FEM underpins the soft robots tutorial, which actuates a volumetric muscle. FEM entities also couple to rigid arms for grasping; see examples/coupling/fem_cube_linked_with_arm.py.

PBD: cloth and topology-preserving deformables#

Position-Based Dynamics represents an entity as particles linked by constraints and solves for positions directly, which makes it fast and stable for cloth, ropes, and other 1D/2D/3D bodies that keep their topology. gs.materials.PBD.Cloth loads a 2D mesh as a sheet.
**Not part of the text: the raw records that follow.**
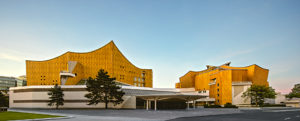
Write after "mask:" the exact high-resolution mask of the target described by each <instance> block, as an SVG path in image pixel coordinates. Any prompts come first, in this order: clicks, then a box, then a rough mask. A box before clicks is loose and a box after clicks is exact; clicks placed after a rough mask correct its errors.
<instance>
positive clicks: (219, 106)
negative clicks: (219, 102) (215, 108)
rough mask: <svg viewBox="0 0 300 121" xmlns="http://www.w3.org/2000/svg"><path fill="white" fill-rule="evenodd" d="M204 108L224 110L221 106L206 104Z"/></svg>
mask: <svg viewBox="0 0 300 121" xmlns="http://www.w3.org/2000/svg"><path fill="white" fill-rule="evenodd" d="M204 108H222V106H220V105H207V104H205V105H204Z"/></svg>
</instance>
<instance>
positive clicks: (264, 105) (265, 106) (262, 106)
mask: <svg viewBox="0 0 300 121" xmlns="http://www.w3.org/2000/svg"><path fill="white" fill-rule="evenodd" d="M261 107H285V104H268V103H267V104H263V105H261Z"/></svg>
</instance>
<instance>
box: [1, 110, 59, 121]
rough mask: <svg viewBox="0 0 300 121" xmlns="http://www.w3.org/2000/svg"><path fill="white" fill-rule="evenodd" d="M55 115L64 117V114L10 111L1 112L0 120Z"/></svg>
mask: <svg viewBox="0 0 300 121" xmlns="http://www.w3.org/2000/svg"><path fill="white" fill-rule="evenodd" d="M54 117H62V116H55V115H45V114H33V113H20V112H10V111H8V112H0V121H7V120H23V119H37V118H54Z"/></svg>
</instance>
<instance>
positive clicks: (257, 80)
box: [175, 62, 269, 105]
You can pin individual particles after building. find_closest_particle locates the particle nearest a world-space point (meters), and fix_particles anchors it:

scene.build()

# pin all four corners of the sheet in place
cloth.fix_particles(cloth.find_closest_particle((-1, -1, 1.0)))
cloth.fix_particles(cloth.find_closest_particle((1, 1, 1.0)))
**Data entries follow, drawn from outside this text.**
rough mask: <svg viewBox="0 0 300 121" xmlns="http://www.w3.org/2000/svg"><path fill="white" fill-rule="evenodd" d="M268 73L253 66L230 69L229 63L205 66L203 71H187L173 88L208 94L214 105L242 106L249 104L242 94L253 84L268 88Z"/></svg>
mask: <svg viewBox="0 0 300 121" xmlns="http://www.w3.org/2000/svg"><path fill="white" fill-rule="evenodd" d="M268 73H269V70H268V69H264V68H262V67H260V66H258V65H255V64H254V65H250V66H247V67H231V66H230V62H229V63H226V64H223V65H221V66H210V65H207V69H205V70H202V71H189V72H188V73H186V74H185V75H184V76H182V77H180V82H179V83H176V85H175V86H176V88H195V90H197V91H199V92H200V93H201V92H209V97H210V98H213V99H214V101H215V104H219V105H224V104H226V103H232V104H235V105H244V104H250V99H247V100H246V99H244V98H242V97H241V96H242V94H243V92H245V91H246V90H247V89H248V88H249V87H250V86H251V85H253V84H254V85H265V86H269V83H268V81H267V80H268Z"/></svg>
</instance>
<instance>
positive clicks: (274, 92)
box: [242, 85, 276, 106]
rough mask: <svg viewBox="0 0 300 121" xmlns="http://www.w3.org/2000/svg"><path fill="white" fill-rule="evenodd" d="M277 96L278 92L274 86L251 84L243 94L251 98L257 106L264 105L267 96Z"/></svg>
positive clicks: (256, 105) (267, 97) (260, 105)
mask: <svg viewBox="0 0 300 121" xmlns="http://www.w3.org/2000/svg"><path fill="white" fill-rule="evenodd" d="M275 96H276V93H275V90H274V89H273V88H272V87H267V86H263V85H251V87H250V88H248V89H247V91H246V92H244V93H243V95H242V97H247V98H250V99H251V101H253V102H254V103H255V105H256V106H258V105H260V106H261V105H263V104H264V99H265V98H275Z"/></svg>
Full script: examples/tutorials/pbd_cloth.py.

Warning

Skinning a flat 2D cloth mesh with vis_mode="visual" can produce degenerate barycentric weights, which shows up as distorted rendering, especially with a non-zero euler. Use vis_mode="particle" for flat sheets until this is resolved.

SPH: free-surface liquids#

Smoothed-Particle Hydrodynamics is a purely Lagrangian (particle-only) solver aimed at liquids. Reach for SPH when you want fluid governed by physical parameters — rest density rho (kg/m³), viscosity mu, and surface tension gamma — rather than the coarser liquid model MPM provides.
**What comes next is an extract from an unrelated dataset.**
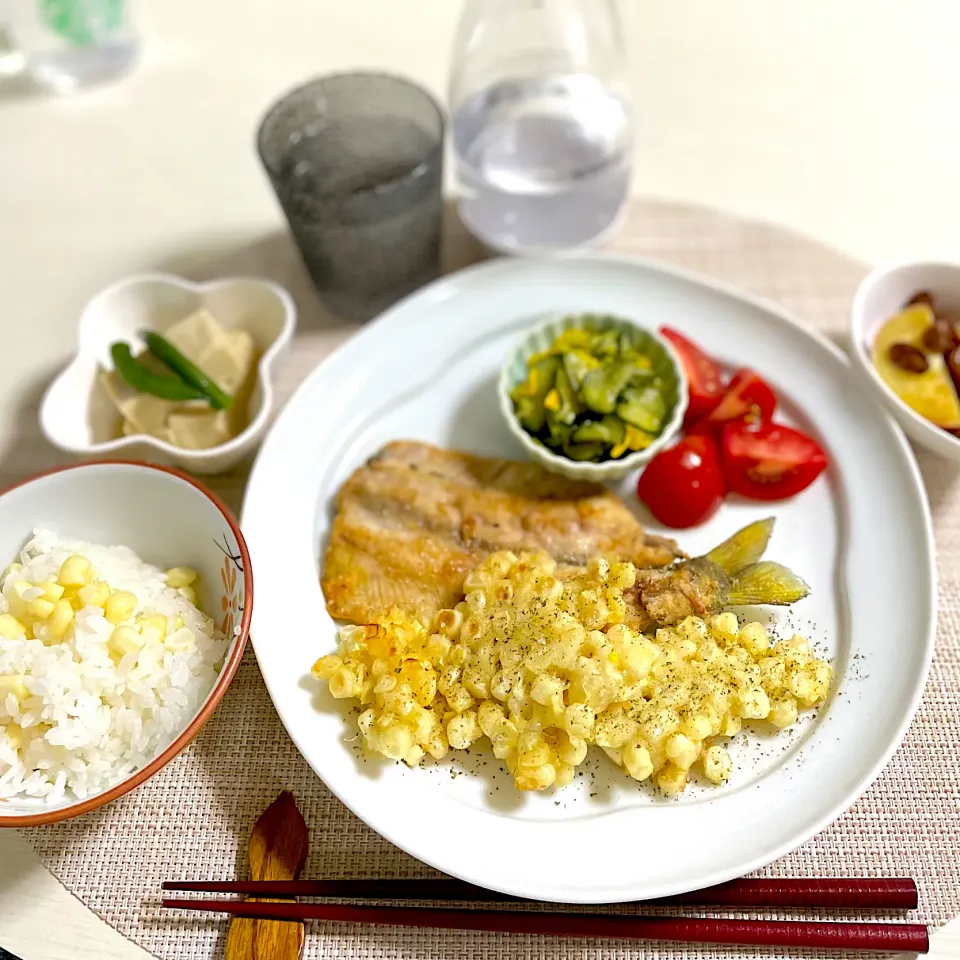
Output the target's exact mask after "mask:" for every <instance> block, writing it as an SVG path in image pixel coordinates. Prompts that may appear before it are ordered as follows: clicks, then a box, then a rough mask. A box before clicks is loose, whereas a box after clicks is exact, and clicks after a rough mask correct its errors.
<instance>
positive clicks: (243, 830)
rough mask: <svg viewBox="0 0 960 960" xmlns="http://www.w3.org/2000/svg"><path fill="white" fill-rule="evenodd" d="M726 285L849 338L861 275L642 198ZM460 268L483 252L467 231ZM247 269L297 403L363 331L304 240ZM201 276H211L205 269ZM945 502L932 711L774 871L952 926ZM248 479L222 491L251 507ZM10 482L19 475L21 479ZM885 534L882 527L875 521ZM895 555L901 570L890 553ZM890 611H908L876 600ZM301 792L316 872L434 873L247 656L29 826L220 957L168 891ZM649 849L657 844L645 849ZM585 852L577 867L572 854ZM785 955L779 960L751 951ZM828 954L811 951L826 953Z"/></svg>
mask: <svg viewBox="0 0 960 960" xmlns="http://www.w3.org/2000/svg"><path fill="white" fill-rule="evenodd" d="M613 246H614V248H615V249H617V250H619V251H626V252H630V253H636V254H641V255H645V256H651V257H656V258H658V259H662V260H665V261H669V262H671V263H676V264H680V265H682V266H684V267H687V268H690V269H693V270H696V271H699V272H701V273H703V274H706V275H708V276H711V277H715V278H718V279H722V280H725V281H728V282H730V283H732V284H735V285H736V286H738V287H740V288H742V289H744V290H747V291H750V292H752V293H755V294H760V295H762V296H765V297H768V298H770V299H772V300H774V301H776V302H778V303H780V304H782V305H783V306H784V307H786V308H787V309H788V310H790V311H792V312H793V313H795V314H797V315H798V316H800V317H802V318H803V319H805V320H806V321H807V322H808V323H810V324H812V325H814V326H816V327H817V328H819V329H820V330H822V331H824V332H825V333H827V334H828V335H830V336H831V337H834V338H835V339H837V340H839V341H841V342H842V339H843V335H844V330H845V327H846V317H847V311H848V306H849V302H850V298H851V295H852V293H853V291H854V289H855V287H856V285H857V283H858V282H859V280H860V279H861V278H862V276H863V274H864V272H865V271H864V268H863V267H862V266H860V265H859V264H856V263H853V262H851V261H850V260H848V259H845V258H844V257H842V256H840V255H838V254H837V253H835V252H833V251H831V250H828V249H826V248H824V247H822V246H820V245H818V244H815V243H813V242H811V241H809V240H806V239H803V238H800V237H797V236H794V235H792V234H790V233H788V232H786V231H784V230H782V229H780V228H776V227H771V226H766V225H761V224H757V223H748V222H743V221H739V220H735V219H733V218H731V217H729V216H725V215H721V214H718V213H714V212H709V211H705V210H703V209H700V208H693V207H687V206H681V205H677V204H665V203H652V202H640V203H637V204H635V205H634V208H633V210H632V212H631V216H630V218H629V220H628V222H627V223H626V225H625V227H624V229H623V231H622V232H621V234H620V236H619V237H618V238H617V240H616V242H615V244H614V245H613ZM447 252H448V255H449V258H450V266H458V265H461V264H463V263H466V262H469V261H471V260H474V259H476V258H477V257H478V255H479V252H478V250H477V249H476V247H475V246H474V245H473V244H472V242H471V241H469V240H467V239H466V238H465V237H464V236H463V234H462V232H461V231H460V230H459V228H458V227H457V226H456V224H455V223H454V222H452V226H451V229H450V230H449V231H448V242H447ZM225 269H228V270H229V271H230V272H237V271H240V270H247V271H250V272H254V273H259V274H262V275H267V276H270V277H271V278H272V279H275V280H277V281H278V282H280V283H283V284H284V285H286V286H287V287H288V289H290V290H291V291H292V292H293V294H294V296H295V297H296V299H297V301H298V304H299V306H300V309H301V329H300V332H299V333H298V335H297V340H296V346H295V347H294V350H293V355H292V357H291V358H290V359H289V360H288V361H287V363H286V364H285V366H284V368H283V370H282V371H281V372H280V374H279V376H280V379H281V382H280V385H279V386H280V392H281V395H282V396H284V397H285V396H289V394H290V392H291V391H292V390H293V389H294V388H295V386H296V385H297V384H298V383H299V382H300V381H301V380H302V378H303V377H304V376H305V375H306V373H307V372H308V371H309V370H311V369H312V368H313V367H314V366H315V365H316V363H317V362H318V361H319V360H320V359H321V358H322V357H323V356H324V355H325V354H326V353H328V352H329V351H330V349H332V348H333V347H334V346H335V345H336V344H337V343H339V342H341V341H342V340H343V339H344V338H345V337H346V336H348V335H349V333H350V332H351V330H352V329H353V328H352V327H350V326H348V325H344V324H342V323H340V322H338V321H336V320H334V319H333V318H330V317H329V316H326V315H325V314H323V312H322V311H321V310H320V308H319V307H318V306H317V303H316V298H315V297H314V296H313V294H312V293H311V291H310V287H309V284H308V282H307V281H306V278H305V276H304V273H303V271H302V270H301V268H300V267H299V265H298V261H297V260H296V257H295V255H294V254H293V252H292V250H291V248H290V245H289V242H288V241H287V240H286V239H285V237H283V236H281V235H279V234H278V235H277V236H274V237H269V238H266V239H265V240H264V241H263V243H262V244H257V245H256V246H254V247H252V248H249V249H247V250H244V251H240V252H238V253H237V254H236V255H234V256H231V257H230V258H228V259H227V260H225V261H224V262H222V263H220V262H218V263H216V264H208V265H207V267H206V269H205V270H203V271H202V275H203V276H208V275H215V274H217V273H222V272H224V270H225ZM197 273H198V275H199V274H200V272H199V271H198V272H197ZM23 439H24V442H23V443H21V444H19V445H18V446H17V447H16V448H15V449H14V450H13V451H12V452H11V455H10V456H8V458H7V460H6V462H5V463H4V467H3V472H4V473H7V474H11V475H14V476H16V475H23V474H26V473H30V472H34V471H36V470H38V469H41V468H42V467H43V466H47V465H53V464H54V463H56V462H57V461H58V457H57V455H56V454H53V453H52V452H51V451H50V450H49V448H46V447H44V446H43V444H42V441H40V440H39V438H37V437H35V436H31V435H27V436H25V437H24V438H23ZM920 463H921V468H922V470H923V475H924V479H925V481H926V484H927V489H928V491H929V494H930V500H931V503H932V506H933V512H934V518H935V524H936V538H937V549H938V555H939V565H940V604H941V607H940V629H939V638H938V647H937V655H936V659H935V661H934V664H933V669H932V671H931V674H930V680H929V683H928V686H927V690H926V695H925V697H924V700H923V704H922V707H921V709H920V712H919V714H918V716H917V718H916V720H915V721H914V723H913V725H912V727H911V729H910V732H909V734H908V735H907V738H906V740H905V742H904V744H903V746H902V747H901V749H900V750H899V751H898V752H897V754H896V756H895V757H894V759H893V761H892V762H891V763H890V765H889V766H888V768H887V770H886V771H885V773H884V775H883V776H882V777H881V778H880V780H878V781H877V783H875V784H874V785H873V787H871V789H870V790H869V791H868V792H867V794H866V795H865V796H864V797H863V798H862V799H861V800H860V801H859V803H857V804H856V805H855V806H854V807H853V809H851V810H850V811H849V812H848V813H846V814H845V815H844V816H843V817H841V818H840V819H839V820H838V821H837V822H836V823H835V824H833V826H831V827H830V828H829V829H827V830H826V831H824V832H823V833H822V834H820V835H819V836H818V837H816V838H815V839H814V840H812V841H811V842H809V843H808V844H806V845H805V846H803V847H802V848H800V849H799V850H797V851H795V852H794V853H792V854H790V855H789V856H787V857H784V858H783V859H781V860H779V861H778V862H776V863H775V864H773V865H772V866H771V867H770V868H768V870H767V871H766V872H767V873H769V874H774V875H782V876H798V875H812V876H818V875H820V876H902V875H906V876H913V877H915V878H917V880H918V882H919V883H920V886H921V889H922V897H923V899H922V903H921V911H920V916H921V918H922V919H923V920H925V921H927V922H930V923H933V924H941V923H944V922H946V921H947V920H949V919H952V918H953V917H954V916H956V915H957V914H958V913H960V859H958V858H957V856H956V850H957V849H960V489H958V487H957V485H956V484H955V483H954V477H955V471H954V470H953V469H951V467H950V466H949V465H948V464H947V463H945V462H943V461H938V460H935V459H933V458H932V457H926V456H924V455H921V457H920ZM244 475H245V473H244V470H238V471H236V472H234V473H233V474H231V475H230V476H227V477H223V478H220V480H218V481H217V482H216V483H215V484H214V485H215V486H217V487H218V489H219V490H220V491H221V492H222V493H223V494H224V495H225V496H226V497H227V498H228V499H229V500H230V501H231V502H232V503H233V504H234V506H238V505H239V499H240V495H241V492H242V485H243V478H244ZM7 479H12V477H8V478H7ZM877 522H878V523H882V522H883V521H882V518H878V520H877ZM891 562H897V560H896V558H891ZM877 602H893V603H895V602H896V598H882V599H881V598H878V600H877ZM281 789H289V790H292V791H293V792H294V794H295V795H296V798H297V802H298V804H299V805H300V807H301V809H302V810H303V813H304V816H305V818H306V821H307V823H308V825H309V827H310V830H311V855H310V860H309V862H308V863H307V866H306V870H305V873H304V876H310V877H318V878H321V877H413V876H428V875H430V874H431V871H429V869H428V868H426V867H424V866H423V865H422V864H420V863H419V862H418V861H416V860H414V859H413V858H411V857H409V856H407V855H406V854H404V853H401V852H400V851H399V850H397V849H396V848H394V847H393V846H392V845H391V844H389V843H387V842H386V841H385V840H383V839H381V838H380V837H379V836H378V835H377V834H375V833H374V832H373V831H372V830H370V829H368V828H367V827H366V826H365V825H364V824H363V823H362V822H361V821H359V820H358V819H356V818H355V817H354V816H353V815H352V814H351V813H349V812H348V811H347V810H346V808H345V807H343V806H342V805H341V804H340V803H339V801H337V800H336V799H335V798H334V797H333V796H332V795H331V794H330V793H329V791H327V790H326V788H325V787H324V786H323V784H322V783H321V782H320V781H319V780H318V779H317V778H316V776H314V774H313V773H312V772H311V770H310V769H309V768H308V767H307V765H306V763H305V762H304V761H303V759H302V758H301V757H300V755H299V754H298V753H297V751H296V749H295V748H294V746H293V744H292V743H291V741H290V739H289V738H288V737H287V735H286V733H285V732H284V730H283V728H282V726H281V724H280V722H279V720H278V718H277V716H276V713H275V712H274V709H273V707H272V705H271V703H270V699H269V697H268V695H267V692H266V690H265V688H264V686H263V683H262V681H261V678H260V674H259V672H258V669H257V665H256V661H255V660H254V658H253V656H252V653H251V652H250V651H248V653H247V655H246V657H245V658H244V661H243V663H242V665H241V667H240V670H239V672H238V674H237V676H236V679H235V680H234V682H233V684H232V685H231V687H230V689H229V690H228V692H227V695H226V697H225V698H224V701H223V703H222V705H221V706H220V708H219V709H218V710H217V712H216V714H215V716H214V717H213V719H212V720H211V721H210V723H208V724H207V726H206V728H205V729H204V730H203V732H202V733H201V735H200V736H199V737H198V739H197V740H196V742H195V743H194V744H193V745H192V746H191V747H190V748H189V749H188V750H186V751H185V752H184V753H183V754H182V755H181V756H180V757H178V758H177V759H176V760H175V761H174V762H173V763H171V764H170V765H169V766H168V767H166V769H164V770H163V771H161V772H160V773H159V774H158V775H157V776H155V777H154V778H153V779H151V780H150V781H148V782H147V783H146V784H145V785H143V786H142V787H140V788H139V789H137V790H135V791H134V792H133V793H132V794H128V795H127V796H126V797H123V798H122V799H120V800H118V801H117V802H115V803H113V804H112V805H110V806H109V807H107V808H106V809H103V810H99V811H96V812H94V813H91V814H88V815H87V816H85V817H82V818H79V819H77V820H72V821H69V822H67V823H62V824H58V825H55V826H52V827H46V828H40V829H35V830H26V831H23V836H24V837H25V838H26V840H27V841H28V842H29V843H30V844H32V846H33V847H34V849H35V850H36V851H37V853H38V854H39V856H40V858H41V860H42V861H43V863H44V864H45V865H46V866H47V867H48V868H49V869H50V870H51V871H52V872H53V873H54V875H55V876H56V877H57V878H59V880H60V881H61V882H62V883H63V885H64V886H65V887H66V888H67V889H68V890H69V891H71V892H72V893H73V894H75V895H76V896H77V897H78V898H79V899H80V900H82V901H83V902H84V903H85V904H86V905H87V906H89V907H90V908H91V909H92V910H94V911H95V912H96V913H97V914H98V915H99V916H100V917H102V918H103V919H104V920H106V921H107V923H109V924H110V925H111V926H113V927H115V928H116V929H118V930H119V931H120V932H121V933H122V934H124V935H125V936H127V937H129V938H130V939H131V940H133V941H135V942H136V943H138V944H140V945H141V946H143V947H144V948H146V949H147V950H148V951H150V952H151V953H153V954H155V955H156V956H158V957H162V958H164V960H173V958H190V960H194V958H207V957H215V956H219V955H221V952H222V948H223V942H224V935H225V931H226V924H225V923H224V922H222V921H220V920H213V919H211V920H207V919H183V918H179V917H174V916H168V915H163V914H161V912H160V911H159V909H158V907H157V902H158V894H159V890H160V883H161V881H163V880H166V879H172V878H189V877H193V878H200V877H210V878H228V877H231V876H233V875H234V873H235V871H236V870H237V869H239V870H240V871H241V872H240V875H241V876H244V875H245V873H244V857H245V849H246V840H247V837H248V835H249V832H250V829H251V826H252V825H253V822H254V821H255V819H256V818H257V816H258V815H259V813H260V812H261V811H262V810H263V809H264V808H265V807H266V806H267V805H268V804H269V803H270V801H271V800H273V799H274V797H275V796H276V794H277V793H278V791H280V790H281ZM438 829H444V830H447V831H449V834H450V842H451V843H458V842H469V838H466V837H463V836H461V835H460V834H459V833H458V828H457V824H456V823H447V824H439V825H438ZM637 847H638V856H642V851H641V849H640V848H641V847H642V844H639V843H638V844H637ZM570 855H571V856H573V857H575V856H577V851H575V850H571V851H570ZM641 952H642V953H643V954H644V955H645V956H650V957H680V956H691V955H696V956H702V957H711V958H712V957H722V956H730V955H731V953H730V951H729V950H724V949H722V948H704V949H703V950H700V951H697V952H694V951H692V950H686V949H679V948H673V947H670V946H668V945H649V946H644V947H643V948H642V950H641V948H640V947H639V946H638V945H636V944H630V943H625V942H618V941H593V940H583V941H566V940H560V939H554V938H549V937H530V936H510V937H507V936H495V935H490V934H482V935H481V934H475V933H465V934H461V933H457V932H453V931H421V930H402V929H390V928H383V929H367V928H361V927H356V926H349V925H338V924H332V925H326V926H323V927H316V928H315V929H314V932H313V933H312V934H311V936H310V937H309V938H308V942H307V949H306V955H307V956H308V957H336V958H344V960H348V958H349V960H354V958H356V960H373V958H377V960H390V958H401V957H402V958H411V957H417V958H438V960H447V958H450V960H453V958H460V957H478V958H491V960H492V958H495V957H499V956H502V955H508V954H509V955H511V956H514V957H518V958H534V957H538V958H539V957H548V956H549V957H555V958H558V960H573V958H597V960H600V958H603V960H613V958H623V957H625V956H627V955H631V956H634V955H639V954H640V953H641ZM736 955H737V956H753V955H756V956H758V957H767V958H770V957H773V956H775V952H774V951H763V950H758V951H746V950H742V951H741V950H738V951H736ZM811 955H813V954H811Z"/></svg>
Turning a rigid block into water is one line: give it an SPH liquid material. Tune the flow with its parameters:

liquid = scene.add_entity(
    material=gs.materials.SPH.Liquid(),  # or Liquid(mu=0.02, gamma=0.02) for a thicker fluid
    morph=gs.morphs.Box(pos=(0.0, 0.0, 0.65), size=(0.4, 0.4, 0.4)),
    surface=gs.surfaces.Default(color=(0.4, 0.8, 1.0), vis_mode="particle"),
)

Read live particle positions with liquid.get_particles_pos(), which returns a tensor of shape ([n_envs,] n_particles, 3) in meters.

Full script: examples/tutorials/sph_liquid.py.

Note

The Liquid material accepts a sampler that controls how particles fill the morph: "regular" (a grid lattice, the SPH default for numerical stability), "pbs" (physics-based sampling, which runs extra steps for a natural arrangement), or "random".